Machine Learning Models
Kernl is an open source project
that optimizes and accelerates your PyTorch model
from transformers import AutoModel from kernl.model_optimization import optimize_model model = AutoModel.from_pretrained(model_name).eval().cuda() // model optimization in one line of code 🙂 optimize_model(model)
What is kernl?
Kernl's goal is to optimize the most common models in one line and simplify the way you work.
Its philosophy is to remain simple and accessible.
No need to rewrite your PyTorch model, you stay in the comfort of Python to train and infer.
For advanced cases, Kernl provides resources such as a debugger, tutorials, etc., to allow everyone to tweak and optimize their own models with OpenAI Triton.
More accessible than CUDA, there is no need to relearn everything, we remain in the world of PyTorch.
Performant & efficient solution
Kernl is based on kernel fusion and relies on open source technologies, such as CUDA Graphs, OpenAI Triton, TorchDynamo.
This combination drastically reduces memory accesses, eliminates CPU overhead and ultimately makes the models significantly much faster.
At Lefebvre Sarrut we dedicate our innovation and R&D initiatives to empower
enabling knowledge in law, tax and regulation.
We already run several large language models to make law more accessible.
Our need is to explore and iterate quickly, at low cost, to train and infer our own models without being dependent on other solutions we had used like TensorRT or ONNX.
Our goal with Kernl is to be able to optimize any model, simply and efficiently, while remaining autonomous and independent of complex CUDA code.
Open source and ethics
Providing educational materials to help you is one of our goals because sharing is part of our DNA.
Kernl is part of an Open Source approach because we firmly believe in its virtues of sharing and exchange.
We are working to make the project as accessible as possible and we encourage everyone to contribute in their own way.
Please feel free to consult the contribution guide.
The purpose of kernl is to make latest models more accessible to a wider audience of developers, with time-cost efficiency at heart.
By doing so, not only we democratize large language models but we also contribute to a more resilient AI ecosystem.
How is it efficient?
Kernel fusion is based on a simple recipe:
- Make a graph of the model with PyTorch FX and TorchDynamo
- Identify only costly operations (e.g. Attention, Linear Layer, etc.)
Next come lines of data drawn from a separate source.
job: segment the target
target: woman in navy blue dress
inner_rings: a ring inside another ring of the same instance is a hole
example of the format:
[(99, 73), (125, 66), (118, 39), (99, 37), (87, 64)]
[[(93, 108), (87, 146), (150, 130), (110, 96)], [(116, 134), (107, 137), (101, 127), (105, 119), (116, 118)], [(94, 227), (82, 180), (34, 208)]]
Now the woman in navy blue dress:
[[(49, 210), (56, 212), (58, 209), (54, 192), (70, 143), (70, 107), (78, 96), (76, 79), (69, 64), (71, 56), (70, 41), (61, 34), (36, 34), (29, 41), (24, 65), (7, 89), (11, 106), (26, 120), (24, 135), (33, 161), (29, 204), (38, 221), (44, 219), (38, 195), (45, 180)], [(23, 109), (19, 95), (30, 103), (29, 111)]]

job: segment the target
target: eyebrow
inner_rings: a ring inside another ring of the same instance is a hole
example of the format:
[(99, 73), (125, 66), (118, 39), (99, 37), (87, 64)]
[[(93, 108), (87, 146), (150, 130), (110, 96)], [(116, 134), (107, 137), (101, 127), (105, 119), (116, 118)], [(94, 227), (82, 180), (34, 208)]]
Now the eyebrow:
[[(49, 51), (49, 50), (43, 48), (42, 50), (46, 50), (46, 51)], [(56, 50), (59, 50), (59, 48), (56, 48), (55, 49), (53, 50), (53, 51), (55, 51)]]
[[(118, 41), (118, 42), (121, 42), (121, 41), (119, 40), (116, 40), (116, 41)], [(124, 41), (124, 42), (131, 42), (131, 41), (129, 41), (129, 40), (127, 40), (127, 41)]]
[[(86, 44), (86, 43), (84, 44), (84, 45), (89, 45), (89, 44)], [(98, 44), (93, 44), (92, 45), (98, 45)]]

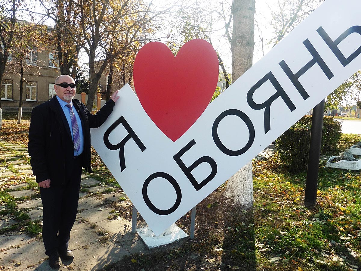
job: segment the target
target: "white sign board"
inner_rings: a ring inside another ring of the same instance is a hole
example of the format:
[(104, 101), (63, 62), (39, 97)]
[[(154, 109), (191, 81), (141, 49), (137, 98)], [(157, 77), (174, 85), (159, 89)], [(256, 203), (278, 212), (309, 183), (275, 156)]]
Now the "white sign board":
[(360, 10), (360, 0), (326, 0), (175, 142), (131, 88), (122, 89), (112, 115), (92, 129), (92, 144), (155, 233), (361, 68)]

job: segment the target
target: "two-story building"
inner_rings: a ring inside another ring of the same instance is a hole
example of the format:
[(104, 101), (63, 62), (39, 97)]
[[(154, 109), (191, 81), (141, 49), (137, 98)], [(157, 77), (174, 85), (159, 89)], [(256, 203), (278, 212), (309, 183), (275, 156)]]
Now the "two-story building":
[[(23, 112), (31, 111), (35, 107), (49, 100), (55, 94), (55, 78), (60, 75), (54, 59), (55, 53), (29, 47), (24, 68)], [(19, 68), (12, 57), (9, 57), (1, 86), (3, 112), (17, 111), (19, 107), (20, 76)]]
[[(9, 20), (4, 16), (0, 19), (2, 22)], [(34, 25), (26, 21), (17, 21), (23, 25)], [(0, 25), (6, 25), (6, 23)], [(48, 32), (54, 30), (51, 27), (46, 27)], [(29, 43), (27, 46), (26, 57), (23, 61), (25, 81), (23, 87), (22, 111), (25, 112), (30, 112), (35, 107), (53, 97), (55, 94), (55, 78), (60, 75), (55, 51), (47, 48), (43, 44), (36, 46), (35, 42), (32, 43)], [(14, 51), (16, 50), (15, 48), (10, 49), (0, 89), (3, 112), (17, 112), (19, 107), (20, 69), (19, 60), (14, 56), (19, 54)]]

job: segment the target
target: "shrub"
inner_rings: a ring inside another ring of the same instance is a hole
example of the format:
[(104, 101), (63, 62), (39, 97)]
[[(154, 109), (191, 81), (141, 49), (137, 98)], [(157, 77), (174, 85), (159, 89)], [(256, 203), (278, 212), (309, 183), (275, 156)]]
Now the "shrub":
[[(281, 164), (292, 173), (307, 168), (312, 116), (305, 116), (276, 140)], [(321, 152), (334, 150), (341, 134), (341, 123), (332, 116), (323, 117)]]

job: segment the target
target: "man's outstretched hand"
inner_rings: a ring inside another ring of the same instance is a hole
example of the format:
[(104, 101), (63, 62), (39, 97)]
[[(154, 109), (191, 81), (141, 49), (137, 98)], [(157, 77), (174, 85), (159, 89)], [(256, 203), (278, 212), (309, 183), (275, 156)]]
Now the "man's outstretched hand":
[(118, 93), (119, 90), (117, 90), (110, 96), (110, 99), (113, 100), (113, 101), (115, 103), (118, 99), (119, 99), (119, 96), (118, 96)]
[(48, 188), (50, 187), (50, 179), (45, 180), (45, 181), (38, 183), (38, 184), (39, 186), (43, 188)]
- Dynamically replace these by an OpenAI Triton operation that fuses them
- And keep the pre-existing optimizations
This simple recipe drastically reduces GPU memory bandwidth bottleneck and accelerates inference and training.
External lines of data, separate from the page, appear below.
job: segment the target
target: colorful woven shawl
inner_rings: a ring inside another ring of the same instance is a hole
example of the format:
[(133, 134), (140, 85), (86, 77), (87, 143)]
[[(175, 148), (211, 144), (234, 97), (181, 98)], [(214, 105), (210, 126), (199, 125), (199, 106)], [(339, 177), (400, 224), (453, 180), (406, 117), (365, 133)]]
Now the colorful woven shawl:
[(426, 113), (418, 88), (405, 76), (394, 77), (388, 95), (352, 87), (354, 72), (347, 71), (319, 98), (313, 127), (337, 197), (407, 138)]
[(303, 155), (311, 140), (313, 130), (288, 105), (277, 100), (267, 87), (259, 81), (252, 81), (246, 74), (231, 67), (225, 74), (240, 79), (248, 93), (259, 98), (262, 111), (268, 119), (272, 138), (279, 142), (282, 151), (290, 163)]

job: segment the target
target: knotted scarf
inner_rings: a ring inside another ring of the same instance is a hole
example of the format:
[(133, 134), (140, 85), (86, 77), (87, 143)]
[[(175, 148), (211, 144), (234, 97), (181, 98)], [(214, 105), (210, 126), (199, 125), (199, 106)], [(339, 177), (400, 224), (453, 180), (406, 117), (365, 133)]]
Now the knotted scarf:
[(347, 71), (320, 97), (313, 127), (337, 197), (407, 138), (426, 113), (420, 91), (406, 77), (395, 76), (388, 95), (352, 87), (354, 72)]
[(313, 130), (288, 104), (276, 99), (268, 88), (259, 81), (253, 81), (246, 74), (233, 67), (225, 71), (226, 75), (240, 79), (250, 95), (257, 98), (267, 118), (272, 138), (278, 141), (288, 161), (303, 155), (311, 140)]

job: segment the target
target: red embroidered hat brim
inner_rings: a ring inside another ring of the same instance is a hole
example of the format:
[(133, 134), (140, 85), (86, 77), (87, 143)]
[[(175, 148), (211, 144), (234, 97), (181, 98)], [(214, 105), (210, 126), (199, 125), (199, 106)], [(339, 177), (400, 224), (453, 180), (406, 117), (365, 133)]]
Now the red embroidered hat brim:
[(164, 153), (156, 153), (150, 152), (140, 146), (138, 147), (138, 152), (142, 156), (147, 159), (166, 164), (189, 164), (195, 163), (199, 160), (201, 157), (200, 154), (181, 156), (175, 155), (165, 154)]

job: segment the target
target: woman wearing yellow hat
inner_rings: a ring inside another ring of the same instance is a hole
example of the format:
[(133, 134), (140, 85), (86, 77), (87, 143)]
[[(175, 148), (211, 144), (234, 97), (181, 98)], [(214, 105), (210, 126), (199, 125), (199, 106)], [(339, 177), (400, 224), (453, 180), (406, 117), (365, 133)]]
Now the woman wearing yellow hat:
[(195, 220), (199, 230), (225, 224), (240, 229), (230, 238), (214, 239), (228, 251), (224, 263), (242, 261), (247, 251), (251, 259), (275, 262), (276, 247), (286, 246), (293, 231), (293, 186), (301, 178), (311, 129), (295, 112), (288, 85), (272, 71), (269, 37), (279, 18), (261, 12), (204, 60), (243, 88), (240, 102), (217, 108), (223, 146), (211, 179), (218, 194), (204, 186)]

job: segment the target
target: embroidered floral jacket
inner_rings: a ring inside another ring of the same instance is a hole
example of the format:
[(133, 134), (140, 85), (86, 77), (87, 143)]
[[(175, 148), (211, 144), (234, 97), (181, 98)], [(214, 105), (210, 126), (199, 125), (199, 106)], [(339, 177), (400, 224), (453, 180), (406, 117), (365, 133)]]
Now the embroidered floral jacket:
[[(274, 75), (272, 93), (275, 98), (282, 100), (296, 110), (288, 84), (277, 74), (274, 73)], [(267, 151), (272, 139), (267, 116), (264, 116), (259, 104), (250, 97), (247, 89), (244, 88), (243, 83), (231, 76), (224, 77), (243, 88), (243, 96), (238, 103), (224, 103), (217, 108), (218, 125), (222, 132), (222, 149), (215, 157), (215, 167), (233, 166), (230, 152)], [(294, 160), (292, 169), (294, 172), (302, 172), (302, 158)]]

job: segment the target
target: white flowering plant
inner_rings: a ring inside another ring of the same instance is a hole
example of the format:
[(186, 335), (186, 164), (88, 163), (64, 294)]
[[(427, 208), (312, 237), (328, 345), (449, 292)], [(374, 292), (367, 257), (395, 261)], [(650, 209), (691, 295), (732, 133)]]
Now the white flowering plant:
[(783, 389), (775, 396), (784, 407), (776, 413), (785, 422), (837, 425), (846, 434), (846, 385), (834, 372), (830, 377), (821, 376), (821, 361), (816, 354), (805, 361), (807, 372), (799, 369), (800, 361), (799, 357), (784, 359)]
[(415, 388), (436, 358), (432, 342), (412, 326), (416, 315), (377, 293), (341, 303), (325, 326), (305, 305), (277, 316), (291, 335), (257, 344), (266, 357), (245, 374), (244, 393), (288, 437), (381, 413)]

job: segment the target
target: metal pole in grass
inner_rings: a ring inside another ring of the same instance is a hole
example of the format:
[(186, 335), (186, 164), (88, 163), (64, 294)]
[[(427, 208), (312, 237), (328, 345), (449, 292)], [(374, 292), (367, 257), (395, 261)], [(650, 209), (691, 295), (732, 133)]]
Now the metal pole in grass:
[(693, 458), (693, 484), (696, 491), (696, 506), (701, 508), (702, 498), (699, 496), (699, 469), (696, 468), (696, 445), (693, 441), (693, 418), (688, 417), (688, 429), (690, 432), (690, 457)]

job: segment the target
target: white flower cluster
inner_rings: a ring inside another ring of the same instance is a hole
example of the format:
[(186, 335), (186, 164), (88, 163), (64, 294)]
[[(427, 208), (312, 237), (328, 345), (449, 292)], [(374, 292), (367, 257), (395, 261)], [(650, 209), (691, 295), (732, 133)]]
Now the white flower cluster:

Pretty crazy performance gains
Kernels fusion is a part of our optimizations. By fusing them, GPU memory accesses are significantly reduced, CPU overhead is eliminated, which reduces inference latency and increases training speed.
For example, Bert is up to 12 times faster than the Hugging Face baseline.
T5 is also 6 times faster (and we are still halfway through the optimizations!).